The Knight-Kit Radio Broadcaster Amplifier - My Story - by Jim Addie

This is a work in progress...you are welcome to view my rough draft below.

In 1962 I coaxed my father to buy a microphone.  I had watch newscasters and game show hosts on TV, and was fascinated at the age of 8 at the concept of an acoustic transducer.  I had been behind the "hifi" and noticed a jack marked "XTAL MIC".  There was a position on the selector switch on the front, just past the PHONO position for MIC.  When I asked my father what this was for, and he said it was for plugging in a microphone, it became an obsession.

One Saturday, we took a trip down to the Allied Radio store on Western Ave. in Chicago.  I had never seen such a place; a huge Sears-Roebuck sized  "superstore" crammed with electronic goodies for as far as my young eyes could see!  After letting me browse for a while, we placed our order for a microphone, which turned out to be the cheapest we could find in the catalog.  Soon, a box with the small white plastic cased mic was ready at Will Call.  We picked it up, and along with an RCA Phono plug, we made our purchase and headed home.  I recall sleeping all the way home.  Allied exhausted me!

That evening, we warmed up the soldering iron, a huge 100 watt IRON, and my dad soldered on the RCA plug.  We plugged it into the mic jack of the HiFi, and I dragged the cord through the kitchen door.  I set up a TV traytable in the kitchen, grabbed the newspaper (the Daily News), and attempted to read then news!  Too bad I couldn't really read all that well, but it was a start.

The HiFi also had a switch around the back for an extension speaker.  Soon, I was bugging Dad for a small speaker to connect to it.  Some friends across the street told me that they had just built a speaker.  They meant the built the cabinet, but I told my dad they had built the speaker.  He (and I) took it literally!  It took two nights of sawing up plywood and pine, winding magnet wire around a cone made from a manilla folder, and making a magnet assembly from a huge ceramic bar magnet, but my dad turned out a speaker - built from scratch!  I wired it to the HiFi and it worked!

Our speaker, nifty as it was, was not very efficient. Its 6" cone on a 10" frame just didn't move enough air.  I'm sure it was a very low impedence too, like around a half an ohm.   Soon I wanted something smaller and louder.  We visited an "antique shop" that had seemingly hundreds of speakers hanging from the rafters.  I zeroed in on a 6" pincussion model, and we took it home for 69 cents.  I was almost too excited to wait to put it in a box, but Dad insisted we make a box for it.  A small, square plywood box was built, and the speaker was mounted.  I didn't wait to put grille cloth on it to try it.  We wired it to the HiFi, and it worked!  I never did get around to the grille cloth, and it wasn't more than a few weeks before the cone got kicked in.  The speaker still worked, but the cone was badly ripped.

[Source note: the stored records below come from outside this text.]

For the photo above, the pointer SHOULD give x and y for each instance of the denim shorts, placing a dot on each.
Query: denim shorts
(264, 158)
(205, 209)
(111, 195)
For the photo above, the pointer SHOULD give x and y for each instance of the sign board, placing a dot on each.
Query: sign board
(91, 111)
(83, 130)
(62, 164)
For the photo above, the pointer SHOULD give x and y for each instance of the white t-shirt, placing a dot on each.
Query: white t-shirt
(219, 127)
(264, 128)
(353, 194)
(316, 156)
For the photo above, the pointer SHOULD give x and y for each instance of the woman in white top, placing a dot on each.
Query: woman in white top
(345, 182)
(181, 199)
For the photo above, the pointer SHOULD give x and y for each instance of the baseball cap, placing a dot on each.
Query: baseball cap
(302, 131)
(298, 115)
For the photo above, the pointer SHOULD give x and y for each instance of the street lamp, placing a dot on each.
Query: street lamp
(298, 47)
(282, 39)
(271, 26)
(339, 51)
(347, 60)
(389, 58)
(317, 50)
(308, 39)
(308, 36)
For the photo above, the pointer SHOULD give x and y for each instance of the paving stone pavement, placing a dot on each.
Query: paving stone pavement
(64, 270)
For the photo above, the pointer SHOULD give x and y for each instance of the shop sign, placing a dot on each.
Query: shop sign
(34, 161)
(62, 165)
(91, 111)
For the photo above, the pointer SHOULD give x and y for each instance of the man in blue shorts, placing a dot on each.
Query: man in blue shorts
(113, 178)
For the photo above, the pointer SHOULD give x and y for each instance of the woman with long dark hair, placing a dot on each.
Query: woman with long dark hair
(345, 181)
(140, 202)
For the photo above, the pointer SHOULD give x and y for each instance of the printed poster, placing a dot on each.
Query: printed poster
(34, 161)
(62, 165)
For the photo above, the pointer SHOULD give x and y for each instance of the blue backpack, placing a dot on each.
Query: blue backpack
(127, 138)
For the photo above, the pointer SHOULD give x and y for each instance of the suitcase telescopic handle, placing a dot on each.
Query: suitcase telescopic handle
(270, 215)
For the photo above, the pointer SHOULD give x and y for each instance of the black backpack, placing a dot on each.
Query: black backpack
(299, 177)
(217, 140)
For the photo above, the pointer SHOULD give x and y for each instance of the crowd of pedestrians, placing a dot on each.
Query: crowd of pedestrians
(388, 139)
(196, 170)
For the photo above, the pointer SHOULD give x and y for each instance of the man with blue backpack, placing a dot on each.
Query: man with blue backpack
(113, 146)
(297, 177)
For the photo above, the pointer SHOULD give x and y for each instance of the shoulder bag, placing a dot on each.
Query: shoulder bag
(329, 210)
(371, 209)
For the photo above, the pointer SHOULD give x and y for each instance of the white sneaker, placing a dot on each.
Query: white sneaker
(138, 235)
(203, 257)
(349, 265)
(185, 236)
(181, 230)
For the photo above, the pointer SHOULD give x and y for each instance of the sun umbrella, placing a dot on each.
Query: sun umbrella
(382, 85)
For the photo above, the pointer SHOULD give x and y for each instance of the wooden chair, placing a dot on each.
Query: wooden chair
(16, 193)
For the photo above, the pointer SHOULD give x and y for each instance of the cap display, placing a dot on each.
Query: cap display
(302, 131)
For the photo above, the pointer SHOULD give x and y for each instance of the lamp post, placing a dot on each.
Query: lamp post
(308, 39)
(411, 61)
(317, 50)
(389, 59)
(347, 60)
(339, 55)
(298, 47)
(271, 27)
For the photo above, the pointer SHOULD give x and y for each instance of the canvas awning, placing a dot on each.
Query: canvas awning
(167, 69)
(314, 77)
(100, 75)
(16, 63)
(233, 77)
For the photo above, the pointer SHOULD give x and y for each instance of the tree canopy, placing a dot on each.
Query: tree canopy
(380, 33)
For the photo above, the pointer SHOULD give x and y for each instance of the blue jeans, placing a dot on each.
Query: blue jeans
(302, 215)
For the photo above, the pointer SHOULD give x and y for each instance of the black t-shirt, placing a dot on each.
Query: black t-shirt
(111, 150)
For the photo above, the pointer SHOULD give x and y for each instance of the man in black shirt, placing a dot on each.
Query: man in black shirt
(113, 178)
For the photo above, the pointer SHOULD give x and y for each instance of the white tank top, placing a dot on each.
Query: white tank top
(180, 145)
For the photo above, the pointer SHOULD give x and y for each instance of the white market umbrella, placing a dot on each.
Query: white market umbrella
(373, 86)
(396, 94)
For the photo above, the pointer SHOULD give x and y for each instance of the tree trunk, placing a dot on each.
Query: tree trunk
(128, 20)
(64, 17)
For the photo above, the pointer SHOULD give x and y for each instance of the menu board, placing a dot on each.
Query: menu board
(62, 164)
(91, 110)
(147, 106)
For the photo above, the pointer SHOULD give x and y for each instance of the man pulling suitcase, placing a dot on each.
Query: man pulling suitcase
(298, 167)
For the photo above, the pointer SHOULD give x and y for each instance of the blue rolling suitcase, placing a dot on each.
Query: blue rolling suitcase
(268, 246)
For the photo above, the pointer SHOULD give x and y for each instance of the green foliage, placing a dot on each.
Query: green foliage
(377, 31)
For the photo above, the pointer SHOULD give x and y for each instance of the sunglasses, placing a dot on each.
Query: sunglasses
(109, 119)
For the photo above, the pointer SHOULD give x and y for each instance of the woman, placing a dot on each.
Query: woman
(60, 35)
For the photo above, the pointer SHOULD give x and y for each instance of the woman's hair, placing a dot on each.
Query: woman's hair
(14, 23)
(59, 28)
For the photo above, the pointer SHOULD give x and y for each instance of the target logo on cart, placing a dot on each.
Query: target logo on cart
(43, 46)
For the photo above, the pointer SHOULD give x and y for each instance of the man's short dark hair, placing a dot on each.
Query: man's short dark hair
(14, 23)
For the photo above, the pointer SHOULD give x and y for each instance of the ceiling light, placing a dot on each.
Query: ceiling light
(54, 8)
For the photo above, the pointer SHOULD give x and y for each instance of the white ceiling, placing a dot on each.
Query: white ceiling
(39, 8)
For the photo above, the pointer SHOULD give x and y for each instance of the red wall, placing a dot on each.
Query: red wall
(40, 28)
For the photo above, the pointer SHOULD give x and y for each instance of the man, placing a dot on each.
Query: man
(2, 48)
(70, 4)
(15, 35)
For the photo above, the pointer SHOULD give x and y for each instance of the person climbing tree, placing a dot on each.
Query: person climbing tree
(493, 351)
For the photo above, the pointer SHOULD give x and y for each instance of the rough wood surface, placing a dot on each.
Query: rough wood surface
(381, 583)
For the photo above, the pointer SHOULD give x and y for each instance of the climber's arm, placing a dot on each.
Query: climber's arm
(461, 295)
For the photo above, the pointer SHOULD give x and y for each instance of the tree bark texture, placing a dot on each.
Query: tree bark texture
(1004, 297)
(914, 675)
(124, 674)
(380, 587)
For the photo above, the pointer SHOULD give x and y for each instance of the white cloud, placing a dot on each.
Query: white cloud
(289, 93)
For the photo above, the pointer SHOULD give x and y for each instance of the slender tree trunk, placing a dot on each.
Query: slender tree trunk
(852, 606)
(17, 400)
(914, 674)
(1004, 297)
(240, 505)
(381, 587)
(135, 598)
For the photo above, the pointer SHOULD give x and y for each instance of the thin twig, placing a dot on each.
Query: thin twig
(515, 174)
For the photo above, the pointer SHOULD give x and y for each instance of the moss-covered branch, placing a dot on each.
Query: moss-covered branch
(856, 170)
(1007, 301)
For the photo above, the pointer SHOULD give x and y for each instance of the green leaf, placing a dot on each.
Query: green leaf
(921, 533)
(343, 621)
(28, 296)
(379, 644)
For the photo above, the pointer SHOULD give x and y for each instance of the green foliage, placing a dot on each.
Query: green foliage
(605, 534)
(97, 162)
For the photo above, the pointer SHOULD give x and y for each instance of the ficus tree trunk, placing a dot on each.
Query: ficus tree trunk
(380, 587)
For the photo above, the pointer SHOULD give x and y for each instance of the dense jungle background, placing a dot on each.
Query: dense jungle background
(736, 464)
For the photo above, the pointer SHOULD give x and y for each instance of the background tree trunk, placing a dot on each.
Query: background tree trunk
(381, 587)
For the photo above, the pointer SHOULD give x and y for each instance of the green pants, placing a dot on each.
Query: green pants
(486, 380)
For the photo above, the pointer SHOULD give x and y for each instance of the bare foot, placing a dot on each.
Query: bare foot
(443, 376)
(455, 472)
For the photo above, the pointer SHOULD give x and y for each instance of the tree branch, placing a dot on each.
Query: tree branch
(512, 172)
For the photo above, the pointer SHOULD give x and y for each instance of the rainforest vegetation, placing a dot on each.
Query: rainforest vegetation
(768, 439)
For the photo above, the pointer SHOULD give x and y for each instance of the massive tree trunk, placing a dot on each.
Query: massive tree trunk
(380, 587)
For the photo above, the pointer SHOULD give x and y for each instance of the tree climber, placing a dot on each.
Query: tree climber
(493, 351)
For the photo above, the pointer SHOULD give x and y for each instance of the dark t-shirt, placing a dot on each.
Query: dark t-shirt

One late fall afternoon, my folks were out in the yard raking leaves.  I went into the basement workshop and found two coils of bell wire.  I also found a roll of black electrical "friction" tape.  Taking these upstairs, in no time I had wired my little speaker to the HiFi using bell wire and tape.  I put the speaker in the living room, and stretched the wires into the dining room where the HiFi was.  To avoid tripping over the wires, which were springy and difficult to control, I taped them to the white baseboard with black friction tape.  I then began "broadcasting" to the living room!  I was so proud of my little system, that I called my parents in from the yard to see it.  To their credit, the didn't freak out at the black tape on the nice white baseboard.  They first listened to what I had done, then explained that the tape and wires couldn't stay.  I saw their point, and removed them reluctantly.

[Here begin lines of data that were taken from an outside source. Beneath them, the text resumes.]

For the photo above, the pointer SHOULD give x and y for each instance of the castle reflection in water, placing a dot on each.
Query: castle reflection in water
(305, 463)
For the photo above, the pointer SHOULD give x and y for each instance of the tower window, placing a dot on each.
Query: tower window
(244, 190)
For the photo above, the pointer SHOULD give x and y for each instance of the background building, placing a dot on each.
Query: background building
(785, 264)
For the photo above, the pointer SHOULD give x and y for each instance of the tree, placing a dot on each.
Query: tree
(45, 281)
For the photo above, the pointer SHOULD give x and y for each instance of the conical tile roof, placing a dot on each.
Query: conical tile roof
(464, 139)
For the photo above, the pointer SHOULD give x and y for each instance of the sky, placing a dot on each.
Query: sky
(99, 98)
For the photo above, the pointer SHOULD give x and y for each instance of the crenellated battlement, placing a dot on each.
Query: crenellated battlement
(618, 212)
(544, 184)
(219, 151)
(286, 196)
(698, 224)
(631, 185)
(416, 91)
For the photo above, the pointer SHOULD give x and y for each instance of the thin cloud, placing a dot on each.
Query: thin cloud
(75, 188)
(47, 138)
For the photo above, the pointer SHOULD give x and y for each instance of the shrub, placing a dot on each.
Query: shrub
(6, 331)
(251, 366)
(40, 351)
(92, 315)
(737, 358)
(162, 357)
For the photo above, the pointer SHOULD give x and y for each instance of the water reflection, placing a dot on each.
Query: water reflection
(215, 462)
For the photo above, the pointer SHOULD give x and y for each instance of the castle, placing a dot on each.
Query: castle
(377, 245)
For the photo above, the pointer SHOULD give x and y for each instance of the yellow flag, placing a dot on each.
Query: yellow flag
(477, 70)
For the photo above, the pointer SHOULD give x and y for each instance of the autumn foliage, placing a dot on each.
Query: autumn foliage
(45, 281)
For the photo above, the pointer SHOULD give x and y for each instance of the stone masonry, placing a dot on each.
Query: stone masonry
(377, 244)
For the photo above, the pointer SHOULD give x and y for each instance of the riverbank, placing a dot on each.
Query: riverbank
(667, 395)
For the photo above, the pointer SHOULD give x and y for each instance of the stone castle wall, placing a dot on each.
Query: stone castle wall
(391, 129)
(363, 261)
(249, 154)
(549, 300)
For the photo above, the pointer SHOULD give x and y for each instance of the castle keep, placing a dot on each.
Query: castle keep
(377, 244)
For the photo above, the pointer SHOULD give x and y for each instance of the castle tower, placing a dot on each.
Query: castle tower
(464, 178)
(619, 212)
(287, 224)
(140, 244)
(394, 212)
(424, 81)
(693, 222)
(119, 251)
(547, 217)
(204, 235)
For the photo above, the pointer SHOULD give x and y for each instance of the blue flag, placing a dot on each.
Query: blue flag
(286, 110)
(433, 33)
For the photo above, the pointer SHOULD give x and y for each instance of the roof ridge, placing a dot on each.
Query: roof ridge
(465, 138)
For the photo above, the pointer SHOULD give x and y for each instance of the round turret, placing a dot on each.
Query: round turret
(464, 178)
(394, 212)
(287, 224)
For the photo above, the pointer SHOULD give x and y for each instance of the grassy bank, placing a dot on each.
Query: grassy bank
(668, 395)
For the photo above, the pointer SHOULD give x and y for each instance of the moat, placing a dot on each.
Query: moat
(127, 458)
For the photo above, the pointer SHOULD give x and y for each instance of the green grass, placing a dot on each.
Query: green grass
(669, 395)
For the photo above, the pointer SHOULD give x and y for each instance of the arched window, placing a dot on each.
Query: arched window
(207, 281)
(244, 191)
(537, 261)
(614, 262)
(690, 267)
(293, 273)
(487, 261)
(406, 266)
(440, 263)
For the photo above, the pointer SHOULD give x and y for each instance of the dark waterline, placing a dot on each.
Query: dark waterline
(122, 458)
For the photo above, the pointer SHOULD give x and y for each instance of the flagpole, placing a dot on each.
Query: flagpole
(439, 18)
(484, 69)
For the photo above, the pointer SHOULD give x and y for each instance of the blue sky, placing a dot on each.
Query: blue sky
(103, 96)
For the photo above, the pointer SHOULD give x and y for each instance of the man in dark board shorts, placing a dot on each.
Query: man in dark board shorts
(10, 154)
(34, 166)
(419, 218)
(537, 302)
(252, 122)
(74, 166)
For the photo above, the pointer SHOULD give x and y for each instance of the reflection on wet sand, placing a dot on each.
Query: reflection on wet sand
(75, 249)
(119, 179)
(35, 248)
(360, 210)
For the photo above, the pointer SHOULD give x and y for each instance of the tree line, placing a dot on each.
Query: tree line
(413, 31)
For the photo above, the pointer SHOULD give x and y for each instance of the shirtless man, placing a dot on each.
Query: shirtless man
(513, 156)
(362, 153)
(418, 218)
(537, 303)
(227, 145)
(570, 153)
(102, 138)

That Christmas, I was given the Knight-Kit Broadcaster.  When I opened the box, my father explained that now I could broadcast to the living room without taping wires to the baseboard!  We built the kit together.  I learned to solder, learned to be patient while constructing a kit, and when it was finished, we proudly placed the Custom Built By label on the bottom: "Custom Built By Jim and Daddy".  We plugged it in, and when we turned it on, the 12AX7 lit up like a lightbulb as current surged through the cold 50C5 filaments.  It soon stabilized into a warm glow, and we searched the dial for our signal.  We found it, made some tuning adjustments, and we were on the air!

In the next few years, my little broadcaster was used to transmit to radios, and as a small PA system with my speaker connected to it.  I found that if you turn up the volume to the max, it broke into oscillation, which was great for "jamming" my neighbors radio.  Of course, my reputation in the neighborhood as an electronics kid blew my cover quickly.

During my high school years I used a mic mixer, a tape recorder, a turntable and a reverb amplifier to transmit real radio shows around the block.  I'd put on a record, grab my transistor radio and head out to see how far it would go.  I connected an "illegal" long wire antenna on my roof top to it, and it covered a couple of blocks with a receivable signal.